ANGEL HAS FALLEN Review: The Softer Side Of Mike Banning
Mike Banning shoots a dozen people before uttering his first line of dialog, and that line is “Fuck”. Welcome to Angel has Fallen.
Times have changed, and amazingly enough, the …Has Fallen series has changed with them. While the first two films offered a totally immoral smorgasbord of violence (especially the first one) and jingoistic racism (especially the second one), Angel Has Fallen wants to be reformed into something slightly more respectable. It even takes potshots at the Trump administration. If this series can evolve, maybe there’s hope for your grandparents yet.
Now in his third film, this Mike Banning is older and somewhat broken. He suffers from constant migraines and insomnia. At times, he can barely stand. He’s further softened by domesticity. At home he has a wife and young child, and the first act finds him mulling over a major promotion that would be a huge honor but would also keep him mostly locked in an office pushing papers. Banning isn’t sure that’s the life for him yet, he says while having a dizzy spell that almost knocks him on his ass.
Fate decides to test his dedication to being a badass at all costs. While on a fishing trip, a coordinated drone strike against the president (now played with actual gravity by Morgan Freeman) leaves Mike Banning injured, the president in a coma, and the rest of his secret service detail blown to bits. All evidence points to Banning as the attack’s executer so he must go on the run to A) clear his name, B) find out who really did this and C) save the president from another attack.
Director Ric Roman Waugh has been around (Snitch, Shot Caller), and while the action here never reaches the exemplary heights of Olympus’ opening attack or the one-shot building approach from London, you can always see the sequences and geography of what’s going on here. The big drone attack is well done - there is a dark ferocity as the exploding drones dive-bomb into secret service agents - but I don’t think little drones will ever be a good cinematic foil, and it's hard not to watch the sequence and realize Star Trek Beyond did basically the same thing three years ago. The third act offers a whole lot of generic shooting leading up to a weak final fight (although the very END of that fight is pretty great). The film’s best sequence comes right in the middle and involves little more than Nick Nolte gleefully setting off a series of bombs.
That’s the thing about Angel has Fallen. As an immoral action film starring a hero who is way too into killing people, it’s a disappointment. On the other hand, halfway through it turns into a kind of macho buddy comedy starring Gerard Butler and Nick Nolte that contains more fun and charisma than this series has ever seen. Is it a wash? An improvement? A betrayal of the series? That’s for every individual viewer to decide.
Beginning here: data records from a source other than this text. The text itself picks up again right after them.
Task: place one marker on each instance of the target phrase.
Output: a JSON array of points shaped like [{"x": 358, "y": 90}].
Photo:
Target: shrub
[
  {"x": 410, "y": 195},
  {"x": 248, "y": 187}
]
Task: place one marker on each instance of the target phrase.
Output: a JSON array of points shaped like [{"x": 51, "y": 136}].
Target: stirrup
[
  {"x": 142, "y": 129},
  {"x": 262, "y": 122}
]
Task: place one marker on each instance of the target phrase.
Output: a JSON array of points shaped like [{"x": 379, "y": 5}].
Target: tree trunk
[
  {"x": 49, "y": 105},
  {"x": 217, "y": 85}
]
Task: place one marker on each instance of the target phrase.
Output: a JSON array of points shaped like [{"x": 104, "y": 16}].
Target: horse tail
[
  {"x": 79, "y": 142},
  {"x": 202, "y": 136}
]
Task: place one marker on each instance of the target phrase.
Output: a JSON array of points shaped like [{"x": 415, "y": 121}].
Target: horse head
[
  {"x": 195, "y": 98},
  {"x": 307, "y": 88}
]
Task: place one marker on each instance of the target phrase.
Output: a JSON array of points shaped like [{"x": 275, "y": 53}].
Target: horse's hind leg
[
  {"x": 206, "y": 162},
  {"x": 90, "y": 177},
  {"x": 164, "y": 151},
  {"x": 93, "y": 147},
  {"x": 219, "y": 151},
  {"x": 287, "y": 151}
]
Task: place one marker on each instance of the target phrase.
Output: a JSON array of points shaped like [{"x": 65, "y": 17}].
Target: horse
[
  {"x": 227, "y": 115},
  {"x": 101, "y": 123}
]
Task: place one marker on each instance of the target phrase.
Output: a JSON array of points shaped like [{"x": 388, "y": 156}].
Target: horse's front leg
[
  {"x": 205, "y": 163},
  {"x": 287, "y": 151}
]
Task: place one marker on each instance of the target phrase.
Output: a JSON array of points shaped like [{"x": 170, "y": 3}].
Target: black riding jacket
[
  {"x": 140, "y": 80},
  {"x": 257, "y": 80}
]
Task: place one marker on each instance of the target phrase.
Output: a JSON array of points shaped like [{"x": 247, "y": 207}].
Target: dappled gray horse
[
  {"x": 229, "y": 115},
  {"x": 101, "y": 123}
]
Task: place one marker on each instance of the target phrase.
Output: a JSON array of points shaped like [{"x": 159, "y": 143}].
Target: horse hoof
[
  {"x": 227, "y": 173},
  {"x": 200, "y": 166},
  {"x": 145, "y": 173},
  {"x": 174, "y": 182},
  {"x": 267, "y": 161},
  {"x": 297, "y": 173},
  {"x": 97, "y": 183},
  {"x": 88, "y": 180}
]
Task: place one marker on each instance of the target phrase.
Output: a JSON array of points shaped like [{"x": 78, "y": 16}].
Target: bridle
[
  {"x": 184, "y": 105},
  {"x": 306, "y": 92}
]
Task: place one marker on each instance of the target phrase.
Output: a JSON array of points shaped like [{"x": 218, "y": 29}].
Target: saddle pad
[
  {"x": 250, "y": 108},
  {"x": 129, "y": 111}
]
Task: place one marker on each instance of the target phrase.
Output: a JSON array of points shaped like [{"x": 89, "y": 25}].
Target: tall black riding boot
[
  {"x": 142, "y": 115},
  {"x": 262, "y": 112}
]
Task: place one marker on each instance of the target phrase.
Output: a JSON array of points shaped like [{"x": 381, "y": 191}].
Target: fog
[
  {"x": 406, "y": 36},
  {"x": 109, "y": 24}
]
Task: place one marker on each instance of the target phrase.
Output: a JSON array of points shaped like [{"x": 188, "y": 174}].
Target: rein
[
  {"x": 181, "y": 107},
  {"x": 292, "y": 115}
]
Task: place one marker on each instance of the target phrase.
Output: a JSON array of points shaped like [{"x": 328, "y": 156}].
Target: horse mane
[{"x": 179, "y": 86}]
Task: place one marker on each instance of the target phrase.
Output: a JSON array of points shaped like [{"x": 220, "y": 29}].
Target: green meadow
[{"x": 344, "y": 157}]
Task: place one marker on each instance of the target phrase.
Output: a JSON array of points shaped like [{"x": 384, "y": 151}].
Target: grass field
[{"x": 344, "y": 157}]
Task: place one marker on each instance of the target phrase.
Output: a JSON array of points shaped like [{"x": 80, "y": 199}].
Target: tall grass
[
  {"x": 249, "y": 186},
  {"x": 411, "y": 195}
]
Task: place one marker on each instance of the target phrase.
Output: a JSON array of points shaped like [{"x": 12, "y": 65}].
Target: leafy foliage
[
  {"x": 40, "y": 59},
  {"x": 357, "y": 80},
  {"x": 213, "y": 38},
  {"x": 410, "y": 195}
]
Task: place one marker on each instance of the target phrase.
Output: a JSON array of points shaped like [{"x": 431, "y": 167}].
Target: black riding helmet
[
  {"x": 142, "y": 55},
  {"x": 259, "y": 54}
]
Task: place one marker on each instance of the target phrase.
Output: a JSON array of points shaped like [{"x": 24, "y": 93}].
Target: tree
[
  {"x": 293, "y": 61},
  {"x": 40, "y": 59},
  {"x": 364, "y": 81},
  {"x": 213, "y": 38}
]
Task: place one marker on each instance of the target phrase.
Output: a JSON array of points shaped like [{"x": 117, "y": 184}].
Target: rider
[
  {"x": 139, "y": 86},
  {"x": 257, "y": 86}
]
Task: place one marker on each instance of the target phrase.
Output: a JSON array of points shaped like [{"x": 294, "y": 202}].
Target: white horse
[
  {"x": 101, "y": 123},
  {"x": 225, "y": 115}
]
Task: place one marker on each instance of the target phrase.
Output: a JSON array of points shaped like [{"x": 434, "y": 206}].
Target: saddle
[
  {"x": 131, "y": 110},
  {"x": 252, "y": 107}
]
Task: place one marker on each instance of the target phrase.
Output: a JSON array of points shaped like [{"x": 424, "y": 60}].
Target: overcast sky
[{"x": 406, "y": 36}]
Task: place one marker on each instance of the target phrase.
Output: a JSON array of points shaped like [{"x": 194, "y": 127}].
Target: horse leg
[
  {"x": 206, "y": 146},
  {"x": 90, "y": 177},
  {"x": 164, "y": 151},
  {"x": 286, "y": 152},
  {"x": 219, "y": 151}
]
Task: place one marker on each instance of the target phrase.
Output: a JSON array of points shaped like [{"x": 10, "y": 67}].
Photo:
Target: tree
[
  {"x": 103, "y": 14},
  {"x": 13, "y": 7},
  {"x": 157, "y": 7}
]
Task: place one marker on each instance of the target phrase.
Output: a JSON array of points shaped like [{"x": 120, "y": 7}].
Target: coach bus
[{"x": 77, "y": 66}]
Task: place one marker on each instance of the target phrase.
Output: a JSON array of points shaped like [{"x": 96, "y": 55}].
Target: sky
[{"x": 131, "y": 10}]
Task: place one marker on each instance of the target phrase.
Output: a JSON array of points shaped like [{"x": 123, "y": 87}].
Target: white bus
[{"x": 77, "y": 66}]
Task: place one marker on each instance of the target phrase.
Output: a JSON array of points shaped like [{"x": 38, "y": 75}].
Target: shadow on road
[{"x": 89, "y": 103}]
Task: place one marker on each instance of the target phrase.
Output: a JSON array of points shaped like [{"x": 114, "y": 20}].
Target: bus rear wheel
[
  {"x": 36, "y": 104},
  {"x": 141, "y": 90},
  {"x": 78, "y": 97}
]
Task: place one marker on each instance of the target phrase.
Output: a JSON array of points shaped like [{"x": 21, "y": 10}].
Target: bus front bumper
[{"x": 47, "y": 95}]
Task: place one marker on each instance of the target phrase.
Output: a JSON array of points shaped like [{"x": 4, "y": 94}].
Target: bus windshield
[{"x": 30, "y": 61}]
I appreciated that I at least got something good out of losing the series’ dark hallmarks. It could have been just a neutered dud, but instead we have something like an R-rated Hobbs & Shaw. Just wait until you see the post-credit scene.
Other series hallmarks remain. Everything is egregiously stupid and implausible. The cast is filled with so many red herring actors (Lance Reddick, Danny Huston, Tim Black Nelson, Michael Landes) that you don’t know which obvious villains are actually the obvious villains. Alas, no Melissa Leo in this one, and I’ll be honest, I kind of missed Aaron Eckhart’s bonehead president.
But you find your joys elsewhere. By now, you probably already know if you’re going to see this film, though it is set up so you could watch it and not even know two came before. We don’t get many R-rated action films on the big screen like this. It’s not the …Has Fallen of old, and I’m shocked it even knew how bad an idea such a film would be in 2019. Instead, we have something slightly more generic saved by Nick Nolte of all people. I miss my headstabs, but overall I’m happy with what I got instead.